4. Why is it difficult to synthesize oligos longer than ~200 nt directly?

  • Each coupling step is less than 100% efficient
  • Errors accumulate linearly with length
  • Yield and purity drop exponentially

5. Why can’t a 2000 bp gene be made by direct oligo synthesis?

  • Error rates become prohibitive
  • Full-length product yield approaches zero
  • Long genes must be assembled from shorter oligos (e.g., Gibson assembly, PCA)

Homework Question from George Church

What are the 10 essential amino acids in all animals?

The ten essential amino acids that animals cannot synthesize de novo and must obtain from diet are:

Histidine, Isoleucine, Leucine, Lysine, Methionine, Phenylalanine, Threonine, Tryptophan, Valine, and Arginine
(Arginine is conditionally essential in adults but universally essential during growth.)

How does this affect the “Lysine Contingency”?
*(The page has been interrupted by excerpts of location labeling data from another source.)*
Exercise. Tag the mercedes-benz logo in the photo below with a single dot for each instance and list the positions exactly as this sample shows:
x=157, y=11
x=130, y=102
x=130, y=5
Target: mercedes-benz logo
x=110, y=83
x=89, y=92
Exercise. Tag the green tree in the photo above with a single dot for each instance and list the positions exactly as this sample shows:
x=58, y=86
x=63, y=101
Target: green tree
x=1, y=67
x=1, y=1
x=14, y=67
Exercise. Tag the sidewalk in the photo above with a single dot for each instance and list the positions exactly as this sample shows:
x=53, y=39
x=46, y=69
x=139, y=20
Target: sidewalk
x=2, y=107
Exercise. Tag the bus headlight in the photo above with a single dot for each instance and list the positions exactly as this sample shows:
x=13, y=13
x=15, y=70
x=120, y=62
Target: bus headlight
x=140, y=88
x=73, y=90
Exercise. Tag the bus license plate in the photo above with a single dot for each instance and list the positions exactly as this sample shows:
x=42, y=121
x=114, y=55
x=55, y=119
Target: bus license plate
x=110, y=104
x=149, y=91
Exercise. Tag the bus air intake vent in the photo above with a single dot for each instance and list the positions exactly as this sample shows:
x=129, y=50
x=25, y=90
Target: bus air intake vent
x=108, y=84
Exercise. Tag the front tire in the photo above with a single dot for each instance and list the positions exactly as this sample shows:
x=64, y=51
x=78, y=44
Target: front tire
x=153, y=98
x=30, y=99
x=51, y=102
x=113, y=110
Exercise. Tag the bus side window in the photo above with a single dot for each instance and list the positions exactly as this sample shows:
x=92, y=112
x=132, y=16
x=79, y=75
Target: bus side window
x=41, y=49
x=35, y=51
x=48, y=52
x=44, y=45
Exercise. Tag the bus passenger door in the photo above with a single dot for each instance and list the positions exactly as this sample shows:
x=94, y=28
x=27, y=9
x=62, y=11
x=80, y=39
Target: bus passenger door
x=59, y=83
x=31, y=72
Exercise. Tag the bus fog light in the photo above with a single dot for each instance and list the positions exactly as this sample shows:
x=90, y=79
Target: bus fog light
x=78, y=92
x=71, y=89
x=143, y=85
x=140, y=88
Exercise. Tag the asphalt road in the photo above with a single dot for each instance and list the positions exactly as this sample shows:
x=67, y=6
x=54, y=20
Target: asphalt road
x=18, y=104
Lysine’s essentiality reflects a deep evolutionary constraint: animals universally lost lysine biosynthesis pathways, making them metabolically dependent on external sources. This supports the “lysine contingency” as a system-level lock-in rather than an arbitrary biochemical choice. Once lysine synthesis was abandoned, translational machinery, diet, and ecological dependencies co-evolved around its availability, making reversal highly unlikely. Thus, lysine exemplifies how early metabolic decisions constrain future evolutionary trajectories.